Jest shook his head. ‘We must go. But thank you for – for the poem, and for showing us your drawings.’
‘Fine,’ said the Raccoon, sounding put out by the refusal of their hospitality. ‘We’ll open the maze for you. You’ll want to go right. Right is always right. Except when left is right, naturally.’
‘Do you remember the way, Hatta?’ asked the Owl.
Hatta tipped his hat to her. ‘Like the way to my own hat shop, Tillie.’
Tillie cocked her head – like a real owl with her humongous eyes. ‘Your hat shop,’ she said, quite plainly, ‘is on wheels.’
‘Don’t get lost, Hatta,’ warned Lacie the Fox.
‘Don’t lose yourself, Hatta,’ added Elsie from behind her Raccoon mask.
‘Or anyone else,’ added Tillie with a secretive laugh. ‘Shall we draw you a map of the maze before you go?’
Hatta shook his head. ‘I know the way.’
The girls nodded and spoke again in unison. ‘Farewell, then. So long. Good eve.Murderer. Martyr. Monarch. Mad.’
Cath shut her eyes, her skin writhing. She wanted to get away from them. She was suddenly as desperate to get away as she’d been to get here in the first place. She found Jest’s hand and squeezed and was grateful when he squeezed back.
Then she heard the chirrup of three jingling joker’s bells. She opened her eyes in surprise, but the girls and the bells were gone. The glen fell silent. Not a breath, not a breeze.
The wall that had held the girls’ drawings was gone too, opened wide to reveal the entrance to a hedge maze, with walls that towered three times Cath’s height.
Hatta let out a weary sigh. ‘Thank you, loves,’ he said, sounding truly grateful, as though he doubted each time if they would let him through or torment him forever. He approached the entrance to the maze without half as much bounce in his step as before. As he passed by Catherine, she heard him muttering beneath his breath, ‘Though if I go mad, we’ll all know who’s to blame for it.’
Cath wanted to smile, but her nerves were still frazzled. She followed behind Hatta and, thinking it would not do to be impolite, she whispered to the empty glen, ‘Thank you very much.’

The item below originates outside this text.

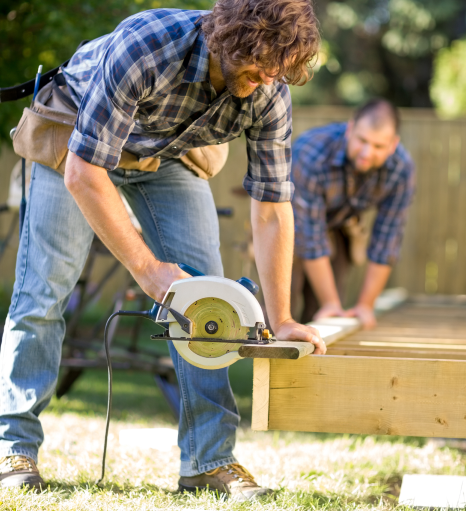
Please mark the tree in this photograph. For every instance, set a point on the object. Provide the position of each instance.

Only once she had stepped past the first wall did a ghostly whisper, three girlish, ghoulish voices, brush across her earlobe.
‘You are welcome,’ they said, ‘Your Majesty.’
CHAPTER 44
THE MAZE WALLS WERE MADEof entwined dead branches and tight-packed laurel leaves and the occasional bare spot of ancient stone wall. Catherine felt a sense of helplessness the moment they’d stepped through the entrance and peered down the first endless stretch. The maze continued in each direction as far as she could see, fading in a swirl of fog in the distance. The path itself was padded in a white-flowering ground cover that was soft and damp with dew.
‘Well,’ said Jest, clearing his throat – the first sound to break the miserable silence that had engulfed them in the Sisters’ absence. ‘That was not exactly like the first time you brought us to meet the Sisters.’
‘No? I’ve passed through so many times they all start to feel the same.’ Hatta smirked and started undoing the buttons of his coat. ‘What was their price before?’
‘Raven gave them a recitation of a classic Chessian poem,’ said Jest, ‘and I gave them a lemon seed.’
Cath startled, thinking of the lemon tree that had grown over her bed.
Mistaking her surprise, Jest gave her a nonchalant grin. ‘I’d had some lemon in my tea that day – the seed was stuck in my tooth. I’d been working at it all afternoon, but the moment they asked, it popped right out. I was glad to be rid of it.’